Note2: this example can not be run in a GLMM, as I get a singularity warning and all my random effect measurements are zero. Apparently my example is not appropriate to actually use (because using sample() caused the 0 and 1 to be in too even amounts to have large enough effects?).
As you can see from the example, cover data is the same for every plot:year combination.
Plots are measured multiple years (only 2012 and 2013 in the example), so there are repeated measures.
Additionally, a year effect is likely, given the fact that we have e.g. drier/wetter years.
First I thought about the following model structure:
library(lme4)
mod1 <- glmer(eaten ~ cover1 + (1 | year) + (1 | plot), data = DT, family = binomial)
summary(mod1)
Where (1 | year) should correct for differences between years and (1 | plot) should correct for the repeated measures.
But then I started thinking: all trees measured in plot 1, during year 2012 will be more similar to each other than when they are compared with (partially the same) trees from plot 1, during year 2013.

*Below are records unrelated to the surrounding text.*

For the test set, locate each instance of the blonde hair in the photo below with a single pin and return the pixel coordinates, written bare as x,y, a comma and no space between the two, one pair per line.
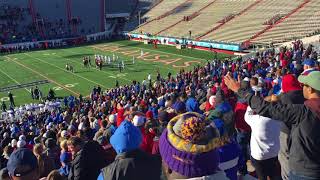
64,145
55,175
38,149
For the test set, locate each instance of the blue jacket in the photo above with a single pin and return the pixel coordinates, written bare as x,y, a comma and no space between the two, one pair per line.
192,105
231,159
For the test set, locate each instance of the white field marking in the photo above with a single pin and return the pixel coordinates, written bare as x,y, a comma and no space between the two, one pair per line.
65,70
28,90
110,74
194,58
89,49
137,60
36,72
6,98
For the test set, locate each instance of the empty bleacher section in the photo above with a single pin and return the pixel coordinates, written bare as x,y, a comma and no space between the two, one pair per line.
301,24
158,11
31,20
250,22
235,21
207,18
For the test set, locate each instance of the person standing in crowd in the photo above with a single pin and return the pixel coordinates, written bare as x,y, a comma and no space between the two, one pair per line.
188,147
291,94
10,95
23,165
264,144
85,164
3,106
130,162
304,161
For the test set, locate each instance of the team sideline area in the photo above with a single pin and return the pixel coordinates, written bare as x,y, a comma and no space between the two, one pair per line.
28,68
159,90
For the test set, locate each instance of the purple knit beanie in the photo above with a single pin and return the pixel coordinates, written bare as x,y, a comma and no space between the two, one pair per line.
185,154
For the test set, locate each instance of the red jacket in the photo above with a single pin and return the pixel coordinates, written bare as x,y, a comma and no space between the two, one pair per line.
147,140
240,111
120,116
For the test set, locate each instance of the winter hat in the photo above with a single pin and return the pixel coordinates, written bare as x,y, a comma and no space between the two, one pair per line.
149,115
219,96
163,116
212,100
290,83
22,137
6,135
112,118
138,120
188,146
21,158
14,143
64,133
126,138
179,106
21,143
50,143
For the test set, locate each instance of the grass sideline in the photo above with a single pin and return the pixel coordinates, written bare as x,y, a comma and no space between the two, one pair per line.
50,64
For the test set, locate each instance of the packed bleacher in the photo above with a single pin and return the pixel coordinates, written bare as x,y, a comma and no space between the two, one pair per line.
234,21
206,123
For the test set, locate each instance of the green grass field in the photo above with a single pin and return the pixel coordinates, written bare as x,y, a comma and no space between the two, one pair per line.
49,65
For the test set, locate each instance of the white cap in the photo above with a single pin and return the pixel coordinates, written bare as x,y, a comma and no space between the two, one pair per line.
21,143
112,118
246,79
64,133
212,100
13,143
138,120
22,137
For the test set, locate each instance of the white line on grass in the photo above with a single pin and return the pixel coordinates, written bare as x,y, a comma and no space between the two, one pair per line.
162,52
28,90
93,68
165,66
65,70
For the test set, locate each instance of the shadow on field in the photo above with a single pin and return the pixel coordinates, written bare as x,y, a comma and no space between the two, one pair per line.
130,44
84,71
77,56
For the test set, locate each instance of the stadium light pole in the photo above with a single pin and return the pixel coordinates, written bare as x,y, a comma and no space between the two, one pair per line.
139,14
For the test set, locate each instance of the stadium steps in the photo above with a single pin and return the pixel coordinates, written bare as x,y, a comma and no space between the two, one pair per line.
243,27
34,18
279,21
193,15
167,13
220,25
178,15
209,16
299,25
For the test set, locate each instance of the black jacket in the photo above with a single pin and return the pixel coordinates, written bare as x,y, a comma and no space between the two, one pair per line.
304,120
87,162
292,97
133,165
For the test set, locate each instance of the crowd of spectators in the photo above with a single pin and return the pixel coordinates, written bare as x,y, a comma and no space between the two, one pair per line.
16,25
206,123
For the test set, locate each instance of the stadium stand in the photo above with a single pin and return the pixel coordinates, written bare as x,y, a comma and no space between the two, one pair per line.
209,16
233,21
242,27
303,23
210,121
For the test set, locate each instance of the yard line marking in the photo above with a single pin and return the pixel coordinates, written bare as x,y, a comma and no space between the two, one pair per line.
65,70
91,50
28,90
93,68
162,52
26,67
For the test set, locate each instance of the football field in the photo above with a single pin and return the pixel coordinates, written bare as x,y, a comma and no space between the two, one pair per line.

So, I doubt that this random model structure will correct for this within plot temporal effect.
So my best guess is to add another random variable, where this "interaction" is accounted for.
I know of two ways to possibly achieve this:
Method 1.
Adding the random variable " + (1 | year:plot)"
Method 2.
Adding the random variable " + (1 | year/plot)"
From what other people told me, I still do not know the difference between the two.
I saw that Method 2 added an extra random variable (year.1) compared to Method 1, but I do not know how to interpret that extra random variable.
As an example, I added the Random effects summary using Method 2 (zeros due to singularity issues with my example data):
Random effects:
Groups Name Variance Std.Dev.
plot.year (Intercept) 0 0
plot (Intercept) 0 0
year (Intercept) 0 0
year.1 (Intercept) 0 0
Number of obs: 80, groups: plot:year, 10; plot, 5; year, 2
Can someone explain me the actual difference between Method 1 and Method 2?
I am trying to understand what is happening, but cannot grasp it.
I already tried to get advice from a colleague and he mentioned that it is likely more appropriate to use cbind(success, failure) per plot:year combination.
Via this site I found that cbind is used in binomial models when Ntrails > 1, which I think is indeed the case given our sampling procedure.
I wonder, if cbind is already used on a plot:year combination, whether I need to add a plot:year random variable?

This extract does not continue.